Nas duas últimas décadas, as pesquisas em Educação em Ciências vêm recomendando atenção às práticas argumentativas em sala de aula. Nesse sentido, Rodrigo Drumond Vieira e Silvania Sousa do Nascimento apresentam em sua obra Argumentação no ensino de ciências: tendências, práticas e metodologia de análise um texto de leitura obrigatória tanto para pesquisadores interessados em desenvolver trabalhos sobre o tema quanto para estudantes de graduação e professores da educação básica.
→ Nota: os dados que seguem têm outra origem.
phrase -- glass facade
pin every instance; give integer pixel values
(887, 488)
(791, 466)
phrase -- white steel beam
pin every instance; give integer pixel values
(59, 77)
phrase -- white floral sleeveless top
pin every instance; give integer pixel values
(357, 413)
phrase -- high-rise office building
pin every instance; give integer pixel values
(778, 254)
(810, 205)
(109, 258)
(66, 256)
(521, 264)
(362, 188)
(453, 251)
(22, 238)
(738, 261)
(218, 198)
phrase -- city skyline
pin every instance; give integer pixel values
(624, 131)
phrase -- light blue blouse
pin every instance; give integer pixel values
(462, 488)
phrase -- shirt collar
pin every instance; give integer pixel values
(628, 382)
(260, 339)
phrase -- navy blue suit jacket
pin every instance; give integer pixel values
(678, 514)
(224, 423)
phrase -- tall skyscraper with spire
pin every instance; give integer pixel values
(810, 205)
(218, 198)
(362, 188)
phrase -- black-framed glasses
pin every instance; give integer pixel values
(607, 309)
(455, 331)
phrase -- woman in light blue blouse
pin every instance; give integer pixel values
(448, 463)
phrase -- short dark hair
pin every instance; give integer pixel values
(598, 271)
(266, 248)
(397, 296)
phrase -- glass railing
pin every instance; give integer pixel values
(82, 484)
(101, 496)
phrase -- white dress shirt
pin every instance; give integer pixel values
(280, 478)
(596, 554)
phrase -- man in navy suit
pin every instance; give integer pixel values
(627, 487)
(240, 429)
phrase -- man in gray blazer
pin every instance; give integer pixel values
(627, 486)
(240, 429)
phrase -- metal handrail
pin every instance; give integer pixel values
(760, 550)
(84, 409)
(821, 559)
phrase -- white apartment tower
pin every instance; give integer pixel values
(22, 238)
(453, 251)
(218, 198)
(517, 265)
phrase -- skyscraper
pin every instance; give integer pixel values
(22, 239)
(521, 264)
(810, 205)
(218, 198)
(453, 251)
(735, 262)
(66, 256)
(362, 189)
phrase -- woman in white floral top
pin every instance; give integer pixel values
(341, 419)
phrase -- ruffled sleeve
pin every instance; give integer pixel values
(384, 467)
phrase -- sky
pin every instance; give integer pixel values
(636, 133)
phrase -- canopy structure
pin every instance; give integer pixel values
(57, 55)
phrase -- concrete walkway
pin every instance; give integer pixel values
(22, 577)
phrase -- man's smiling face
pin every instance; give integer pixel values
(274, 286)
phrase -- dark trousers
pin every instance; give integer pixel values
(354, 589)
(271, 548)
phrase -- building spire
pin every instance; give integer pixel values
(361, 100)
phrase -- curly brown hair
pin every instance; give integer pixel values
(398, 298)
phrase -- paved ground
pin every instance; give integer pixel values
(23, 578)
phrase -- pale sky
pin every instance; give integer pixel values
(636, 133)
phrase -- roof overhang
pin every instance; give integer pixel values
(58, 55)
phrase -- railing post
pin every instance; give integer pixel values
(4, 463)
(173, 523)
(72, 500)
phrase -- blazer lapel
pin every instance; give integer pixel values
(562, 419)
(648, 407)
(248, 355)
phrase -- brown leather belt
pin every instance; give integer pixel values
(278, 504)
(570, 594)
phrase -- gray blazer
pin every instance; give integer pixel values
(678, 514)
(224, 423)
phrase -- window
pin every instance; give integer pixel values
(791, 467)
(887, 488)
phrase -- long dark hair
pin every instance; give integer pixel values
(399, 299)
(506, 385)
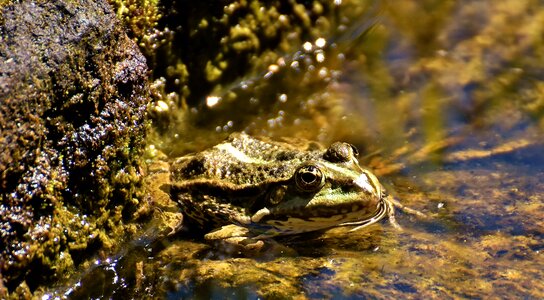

Em diálogo com referências consagradas e diversificadas, os autores desenvolvem um texto de fácil compreensão, que traz uma boa discussão teórica, ao mesmo tempo em que apresenta exemplos de análises de situações argumentativas de salas de aula. As análises apresentadas se baseiam em uma metodologia
bem-fundamentada proposta pelos autores e discutida no texto.
O livro é dividido em oito capítulos. O primeiro é dedicado à apresentação do conceito de argumentação. Apoiados, principalmente, nas contribuições de Michael Billig, os autores procuram situar o leitor em relação às especificidades que envolvem o processo argumentativo, sem deixar de dialogar com outros autores de diferentes nacionalidades. O capítulo avança em relação à discussão sobre “O que é uma argumentação?” identificando e destacando a importância do conceito de orientação discursiva, desenvolvendo uma explicação elucidativa a respeito dos aspectos que caracterizam as orientações discursivas explicativas e as diferenciam das argumentativas.
No segundo capítulo, os autores se dedicam a discutir “como identificar e caracterizar argumentações em sala de aula”. Mais uma vez, as ideias de Michael Billig, articuladas com outras referências que também embasam o primeiro capítulo, subsidiam o desenrolar do texto, sobretudo os conceitos de contraposição de ideias e de justificações, para fundamentar a proposição de dois importantes marcadores para identificar argumentações, adaptados dos conceitos anteriores.
São eles a contraposição de ideias (opiniões) e as justificações recíprocas dessas ideias. Os marcadores propostos são o embrião da base analítica para identificação dos aspectos que diferenciam a argumentação de outras orientações discursivas.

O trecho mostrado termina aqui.